On 1/26/21 11:31 PM, Dario Faggioli wrote:
On Tue, 2021-01-26 at 18:03 +0100, Anders Törnqvist wrote:
On 1/25/21 5:11 PM, Dario Faggioli wrote:
On Fri, 2021-01-22 at 14:26 +0000, Julien Grall wrote:
Hi Anders,
On 22/01/2021 08:06, Anders Törnqvist wrote:
On 1/22/21 12:35 AM, Dario Faggioli wrote:
On Thu, 2021-01-21 at 19:40 +0000, Julien Grall wrote:
- booting with "sched=null vwfi=native" but not doing the IRQ
passthrough that you mentioned above
"xl destroy" gives
(XEN) End of domain_destroy function
Then a "xl create" says nothing but the domain has not started
correct.
"xl list" look like this for the domain:
mydomu 2 512 1 ------
0.0
This is odd. I would have expected ``xl create`` to fail if
something
went wrong with the domain creation.
So, Anders, would it be possible to issue a:
# xl debug-keys r
# xl dmesg
And send it to us ?
Ideally, you'd do it:
- with Julien's patch (the one he sent the other day, and that
you
have already given a try to) applied
- while you are in the state above, i.e., after having tried to
destroy a domain and failing
- and maybe again after having tried to start a new domain
Here are some logs.
Great, thanks a lot!
The system is booted as before with the patch and the domu config
does
not have the IRQs.
Ok.
# xl list
Name ID Mem VCPUs State
Time(s)
Domain-0 0 3000 5 r-----
820.1
mydomu 1 511 1 r-----
157.0
# xl debug-keys r
(XEN) sched_smt_power_savings: disabled
(XEN) NOW=191793008000
(XEN) Online Cpus: 0-5
(XEN) Cpupool 0:
(XEN) Cpus: 0-5
(XEN) Scheduler: null Scheduler (null)
(XEN) cpus_free =
(XEN) Domain info:
(XEN) Domain: 0
(XEN) 1: [0.0] pcpu=0
(XEN) 2: [0.1] pcpu=1
(XEN) 3: [0.2] pcpu=2
(XEN) 4: [0.3] pcpu=3
(XEN) 5: [0.4] pcpu=4
(XEN) Domain: 1
(XEN) 6: [1.0] pcpu=5
(XEN) Waitqueue:
So far, so good. All vCPUs are running on their assigned pCPU, and
there is no vCPU wanting to run but not having a vCPU where to do so.
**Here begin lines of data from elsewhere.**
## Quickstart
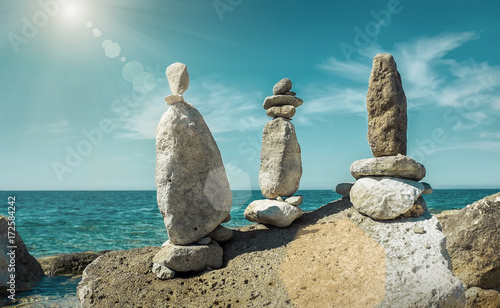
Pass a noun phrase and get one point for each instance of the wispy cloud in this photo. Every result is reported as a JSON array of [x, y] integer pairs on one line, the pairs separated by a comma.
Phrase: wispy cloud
[[224, 108]]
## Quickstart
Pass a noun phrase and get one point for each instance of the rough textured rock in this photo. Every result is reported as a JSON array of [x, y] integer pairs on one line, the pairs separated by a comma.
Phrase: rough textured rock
[[285, 111], [344, 189], [68, 263], [282, 86], [280, 100], [418, 208], [473, 242], [384, 197], [221, 234], [384, 262], [193, 192], [479, 298], [272, 212], [178, 78], [295, 200], [27, 268], [189, 258], [386, 103], [280, 161], [398, 166]]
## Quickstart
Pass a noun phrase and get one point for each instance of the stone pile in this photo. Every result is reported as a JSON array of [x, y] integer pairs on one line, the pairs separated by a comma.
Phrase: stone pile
[[387, 186], [193, 191], [280, 161]]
(XEN) Command line: console=dtuart dtuart=/serial@5a060000
dom0_mem=3000M dom0_max_vcpus=5 hmp-unsafe=true dom0_vcpus_pin
sched=null vwfi=native
Oh, just as a side note (and most likely unrelated to the problem we're
discussing), you should be able to get rid of dom0_vcpus_pin.
The NULL scheduler will do something similar to what that option itself
does anyway. And with the benefit that, if you want, you can actually
change to what pCPUs the dom0's vCPU are pinned. While, if you use
dom0_vcpus_pin, you can't.
So it using it has only downsides (and that's true in general, if you
ask me, but particularly so if using NULL).
Thanks for the feedback.
I removed dom0_vcpus_pin. And, as you said, it seems to be unrelated to
the problem we're discussing. The system still behaves the same.
When the dom0_vcpus_pin is removed. xl vcpu-list looks like this:
Name ID VCPU CPU State Time(s)
Affinity (Hard / Soft)
Domain-0 0 0 0 r-- 29.4 all / all
Domain-0 0 1 1 r-- 28.7 all / all
Domain-0 0 2 2 r-- 28.7 all / all
Domain-0 0 3 3 r-- 28.6 all / all
Domain-0 0 4 4 r-- 28.6 all / all
mydomu 1 0 5 r-- 21.6 5 / all
From this listing (with "all" as hard affinity for dom0) one might read
it like dom0 is not pinned with hard affinity to any specific pCPUs at
all but mudomu is pinned to pCPU 5.
Will the dom0_max_vcpus=5 in this case guarantee that dom0 only will run
on pCPU 0-4 so that mydomu always will have pCPU 5 for itself only?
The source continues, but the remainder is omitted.